Kristin and I are walking out of Lincoln Center, having just experienced Martha Graham's "Springtime".   I am mesmerized and Kristin is perplexed.   We are on our way to the Russian Tea Room.   It is a long, long time ago.   Lifetimes ago.   Martha Graham was still alive and her dance troupe performed regularly in New York.   Alvin Ailey and Martha Graham inspired me for so many years and I still try to get to New York between Thanksgiving and New Years so I can see Alvin Ailey at City Center.


Back to our walk to the Russian Tea Room and our conversation.   Kristin had expected a gentle, lovely dance given the name.   I wasn't surprised that Martha Graham focused on the tensions in moving from winter into spring -- the force it takes for those new shoots of growth to push through frozen ground.

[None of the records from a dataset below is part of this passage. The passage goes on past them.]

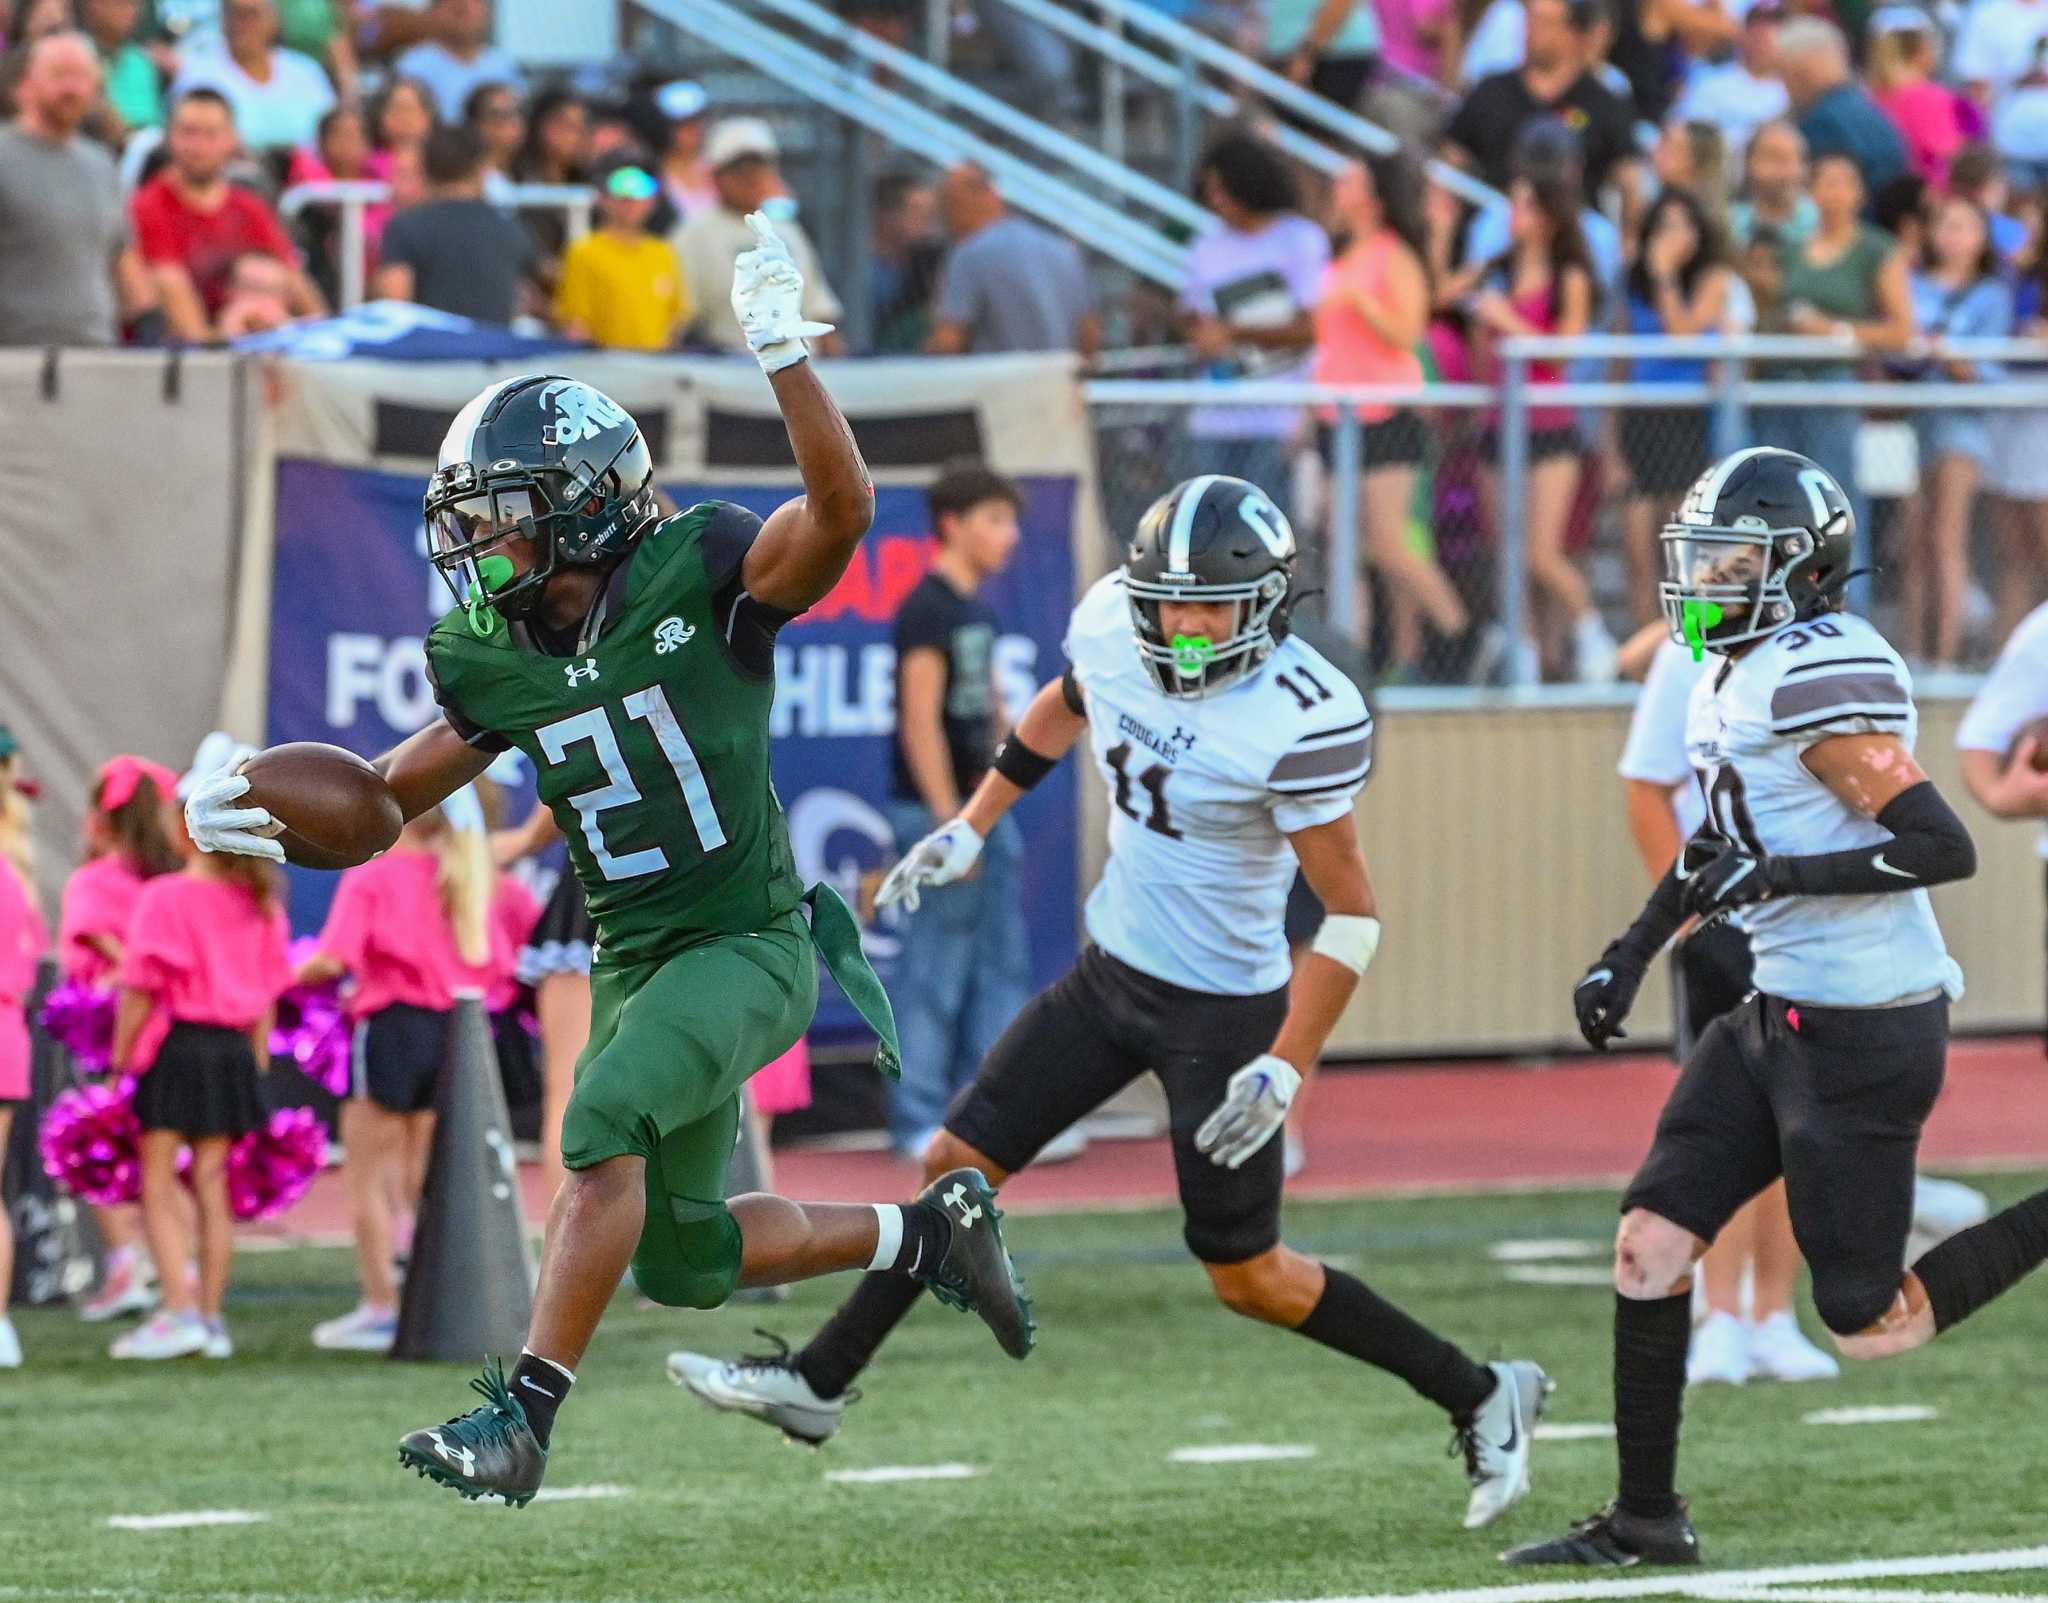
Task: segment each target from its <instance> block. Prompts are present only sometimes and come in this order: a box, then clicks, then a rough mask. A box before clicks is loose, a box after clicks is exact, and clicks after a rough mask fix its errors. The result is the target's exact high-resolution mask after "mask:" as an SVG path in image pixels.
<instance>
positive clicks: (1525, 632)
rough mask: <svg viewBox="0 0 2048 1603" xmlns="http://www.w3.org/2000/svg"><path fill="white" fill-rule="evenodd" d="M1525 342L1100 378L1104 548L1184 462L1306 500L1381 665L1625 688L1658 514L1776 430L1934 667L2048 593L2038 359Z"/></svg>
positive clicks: (1874, 581)
mask: <svg viewBox="0 0 2048 1603" xmlns="http://www.w3.org/2000/svg"><path fill="white" fill-rule="evenodd" d="M1528 344H1530V346H1532V350H1528V352H1516V354H1511V356H1509V362H1507V377H1505V379H1503V383H1501V385H1499V387H1477V385H1432V387H1425V389H1415V391H1384V389H1382V391H1368V389H1325V387H1311V385H1208V383H1178V381H1167V383H1149V381H1092V383H1090V385H1087V399H1090V405H1092V414H1094V422H1096V442H1098V463H1100V477H1102V497H1104V512H1106V522H1108V530H1110V540H1112V543H1114V545H1116V549H1114V551H1110V553H1106V557H1108V559H1110V561H1116V559H1120V545H1122V540H1126V538H1128V534H1130V530H1133V528H1135V526H1137V522H1139V518H1141V516H1143V512H1145V508H1147V506H1149V504H1151V502H1153V500H1155V497H1157V495H1161V493H1165V491H1167V489H1169V487H1171V485H1174V483H1178V481H1182V479H1186V477H1192V475H1196V473H1235V475H1239V477H1247V479H1251V481H1255V483H1260V485H1262V487H1264V489H1266V491H1268V493H1270V495H1272V497H1274V500H1276V502H1278V504H1280V506H1282V508H1284V510H1286V512H1288V516H1290V520H1292V522H1294V530H1296V534H1298V538H1300V545H1303V592H1307V594H1309V600H1307V602H1305V606H1303V612H1305V614H1307V616H1309V618H1311V620H1315V622H1317V624H1321V626H1323V633H1325V635H1337V637H1343V639H1346V641H1350V643H1352V661H1354V665H1358V667H1360V669H1362V671H1364V674H1366V676H1368V678H1370V680H1372V682H1374V684H1378V686H1382V688H1401V686H1415V688H1450V686H1505V684H1516V686H1530V684H1604V682H1612V680H1614V678H1618V676H1622V678H1626V676H1632V674H1638V671H1640V665H1642V663H1647V657H1649V653H1651V647H1653V645H1655V639H1657V631H1659V629H1661V620H1659V612H1657V581H1659V579H1661V577H1663V553H1661V549H1659V530H1661V528H1663V524H1665V522H1669V520H1671V518H1673V516H1675V512H1677V506H1679V502H1681V500H1683V495H1686V491H1688V489H1690V485H1692V483H1694V479H1696V477H1698V475H1700V473H1702V471H1704V469H1706V467H1708V465H1712V463H1714V461H1716V459H1718V457H1720V454H1724V452H1729V450H1737V448H1743V446H1751V444H1776V446H1786V448H1792V450H1800V452H1804V454H1808V457H1812V459H1815V461H1817V463H1821V465H1823V467H1825V469H1829V471H1831V473H1833V475H1835V477H1837V479H1839V481H1841V483H1843V487H1845V489H1847V491H1849V497H1851V504H1853V506H1855V514H1858V567H1860V569H1876V571H1874V573H1866V575H1864V577H1860V579H1858V581H1855V586H1853V588H1851V590H1849V604H1851V606H1853V608H1855V610H1860V612H1868V614H1872V616H1874V618H1876V620H1878V624H1880V626H1882V629H1884V631H1886V635H1888V637H1890V639H1892V641H1894V643H1896V645H1898V649H1901V651H1903V653H1905V655H1907V657H1909V659H1911V661H1915V663H1917V665H1921V667H1927V669H1950V667H1958V669H1972V667H1982V665H1985V663H1989V661H1991V657H1993V655H1995V653H1997V649H1999V645H2001V643H2003V639H2005V637H2007V635H2009V633H2011V629H2013V626H2015V624H2017V620H2019V618H2021V616H2025V612H2028V610H2030V608H2032V606H2036V604H2038V602H2040V600H2042V598H2044V596H2048V383H2044V381H2042V377H2034V375H2028V373H2013V375H2003V377H1997V379H1995V381H1985V383H1974V385H1962V383H1946V381H1937V379H1935V377H1931V375H1923V377H1917V379H1915V381H1913V383H1911V385H1905V383H1901V381H1896V379H1892V381H1886V383H1855V381H1853V375H1851V377H1841V379H1825V381H1821V379H1810V377H1794V379H1761V381H1759V379H1753V377H1749V375H1747V373H1743V371H1741V366H1739V364H1737V362H1733V360H1726V362H1714V364H1712V371H1710V373H1708V377H1706V379H1704V381H1698V383H1645V381H1632V379H1612V381H1599V383H1571V385H1550V383H1530V381H1528V364H1530V362H1536V360H1542V362H1554V360H1556V356H1559V354H1565V352H1563V350H1561V348H1559V346H1561V342H1534V340H1532V342H1528ZM1630 344H1632V342H1630V340H1624V338H1616V336H1597V338H1591V340H1581V342H1575V348H1573V352H1571V354H1585V356H1597V358H1604V360H1606V358H1616V360H1620V358H1630V356H1634V352H1632V350H1628V348H1626V346H1630ZM1634 344H1640V342H1634ZM1692 344H1698V346H1704V348H1706V350H1724V348H1726V342H1692ZM1753 344H1755V342H1753ZM1776 344H1788V342H1776ZM1810 344H1812V342H1800V346H1802V348H1804V346H1810ZM1608 346H1624V350H1610V348H1608ZM1999 346H2001V352H1995V354H2007V356H2009V354H2013V346H2015V342H1999ZM1823 350H1833V348H1831V346H1823ZM2023 350H2028V352H2030V354H2034V356H2036V358H2038V356H2040V354H2042V350H2040V348H2038V346H2025V348H2023ZM1702 354H1704V352H1702ZM1763 354H1778V352H1776V346H1774V348H1772V350H1769V352H1763ZM1581 371H1583V369H1581ZM1616 371H1618V373H1626V366H1616ZM2038 373H2048V369H2042V371H2038Z"/></svg>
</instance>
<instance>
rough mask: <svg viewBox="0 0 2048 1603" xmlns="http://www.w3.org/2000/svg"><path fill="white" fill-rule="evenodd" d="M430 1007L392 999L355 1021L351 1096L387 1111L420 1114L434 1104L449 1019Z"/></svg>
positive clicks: (445, 1045) (443, 1050) (443, 1056)
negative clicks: (380, 1006) (355, 1090)
mask: <svg viewBox="0 0 2048 1603" xmlns="http://www.w3.org/2000/svg"><path fill="white" fill-rule="evenodd" d="M451 1017H455V1015H453V1013H442V1011H436V1009H434V1007H412V1005H410V1003H403V1001H395V1003H391V1005H389V1007H383V1009H379V1011H375V1013H371V1015H369V1017H360V1020H356V1036H354V1081H356V1095H358V1097H369V1099H371V1101H375V1103H377V1106H379V1108H383V1110H385V1112H389V1114H424V1112H430V1110H432V1106H434V1081H436V1079H438V1077H440V1065H442V1063H444V1060H446V1056H449V1020H451Z"/></svg>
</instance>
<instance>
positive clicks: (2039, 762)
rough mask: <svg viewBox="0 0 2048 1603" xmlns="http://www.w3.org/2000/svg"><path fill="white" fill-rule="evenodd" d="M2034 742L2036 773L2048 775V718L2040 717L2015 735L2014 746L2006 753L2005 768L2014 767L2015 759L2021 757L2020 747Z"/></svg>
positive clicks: (2012, 746)
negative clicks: (2014, 761)
mask: <svg viewBox="0 0 2048 1603" xmlns="http://www.w3.org/2000/svg"><path fill="white" fill-rule="evenodd" d="M2030 739H2032V741H2034V772H2036V774H2048V717H2040V719H2036V721H2034V723H2030V725H2028V727H2025V729H2021V731H2019V733H2017V735H2013V745H2011V749H2009V751H2007V753H2005V764H2003V766H2005V768H2011V766H2013V757H2015V755H2019V747H2021V745H2025V743H2028V741H2030Z"/></svg>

Ten years or so later I am talking to my spiritual teacher about this.   And softly, gently, I am told that it is all in one's point of view about peace and war.   If I perceive life as a battle, an endurance test if you will, then I perceive the need for those tender new shoots of growth to force their way through the frozen ground.   If I perceive life as peace, trust in grace and ease, I will see that the frozen ground relaxes in the warmth of spring's arrival and as it relaxes the new growth emerges.


Wow.


Over these past 21 years, since that conversation, I have made a commitment to shift my perspective and have been fairly successful, but not completely.   I have shifted it enough to survive with some moments of grace, but not enough to really thrive and it has been a source of incredible frustration.


I had hoped that 2012 would be the year that I made the shift complete.   The first 6 months have not been terribly successful in this regard.   I sit here feeling that they have been among the most difficult and painful months - but maybe it only feels that way because I have made such significant shifts in my consciousness that I really can't tolerate discomfort now.   So maybe it is a good thing.


It is not by accident that I woke up at 4 AM this morning thinking about that evening with my dear friend Kristin - that conversation - and my deep desire that this year be the year that I see the frozen ground of my life relaxing and the deep, beautiful growth I yearn for emerging effortlessly into the world.


I will celebrate my 60th birthday in July.  It is time for me to be in the summer of my life.   Guess I am a late bloomer of sorts.   Time to fully surrender as an act of peace -- and experience that surrender as falling into the arms of a lover.